Higher Throughput Methods of Identifying T Cell Epitopes for Studying Outcomes of Altered Antigen Processing and Presentation

Evan W Newell 1,*
PMCID: PMC3851853  PMID: 24367368

Abstract

Variation in the mechanisms that mediate antigen processing, MHC-loading, and presentation of peptides allows cells to significantly modulate the repertoire of peptides presented by both MHC class I or class II. To more quickly determine how these different modes or modulations of presentation translate into altered immune responses, higher throughput methods for identifying T cell epitopes are needed. Proteomics-based comprehensive cataloging of peptides eluted from MHC is a challenging but ideal way of identifying peptide sequences influenced by variable modes of processing and presentation. Several groups have already been successful with this approach and ongoing technical improvements will broaden its applicability. Subsequently, high content combinatorial peptide-MHC tetramer staining using mass cytometry, as we have recently described, should enable the broad assessment of how these changes are perceived by T cells and translated into an altered immune response. The importance of this analysis is highlighted by evidence that physiologically relevant variation in antigen processing and presentation as well as other factors can give rise to unpredictably different T cell responses.

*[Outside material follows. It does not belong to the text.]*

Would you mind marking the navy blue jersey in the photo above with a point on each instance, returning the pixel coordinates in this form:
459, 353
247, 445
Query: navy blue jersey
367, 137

Keywords: epitopes, T-lymphocyte, antigen-specific T cell response, epitope mapping, MHC class I, MHC class II, peptide-MHC tetramers

Variation in Antigen Processing and Presentation

Antigen processing and presentation is centrally important for T cell mediated adaptive immunity. Accordingly, the modes and mechanisms of peptide processing and presentation by MHC class I and class II molecules have been extensively studied and nicely described (1). Through these studies, numerous and diverse pathways have been identified for both MHC class I and class II. In both cases, the source of antigen can be exogenous, acquired through various endocytic pathways, or endogenous, synthesized, and processed by the antigen-presenting cell (APC) itself [reviewed in Ref. (2, 3)]. Far from simple, the molecular players involved in each of these pathways can also vary, allowing the APC to further modulate the repertoire of peptides being presented. For instance, in the case of MHC class I peptide loading, the subunit composition of the proteasome is an important factor. In addition to the constitutive proteasome, an altered subunit composition has been defined for both the immunoproteasome, induced by inflammatory signals (4), as well as the thymoproteasome, expressed by thymic cortical epithelial cells and specialized in providing peptides for T cell positive-selection (5). For MHC class II, in addition to variation in routes of processing, which include various forms of endocytosis and autophagocytosis (6), variable expression, and activities of lysosomal proteases such as the cathepsins can significantly modulate of the repertoire of epitopes presented by differing cell types under differing conditions (7). Peptide editing by HLA-DM, which appears to facilitate preferential loading of high-affinity MHC class II binding peptides, and the HLA-DM-inhibitory effects of HLA-DO on this process have also been well studied. Although exactly how HLA-DO influences the MHC class II binding peptide repertoire is still not completely clear, its role as an HLA-DM-competitor appears to be important for modulation of antigen presentation MHC class II in the thymus and in B lymphocytes (810). These examples represent only the tip of the iceberg in modulators of peptide processing and presentation for both MHC class I and class II. Diversity in antigen processing may be important for modulation of the resulting immune response as well providing alternatives for mechanisms evaded by the wide range of strategies employed by pathogens.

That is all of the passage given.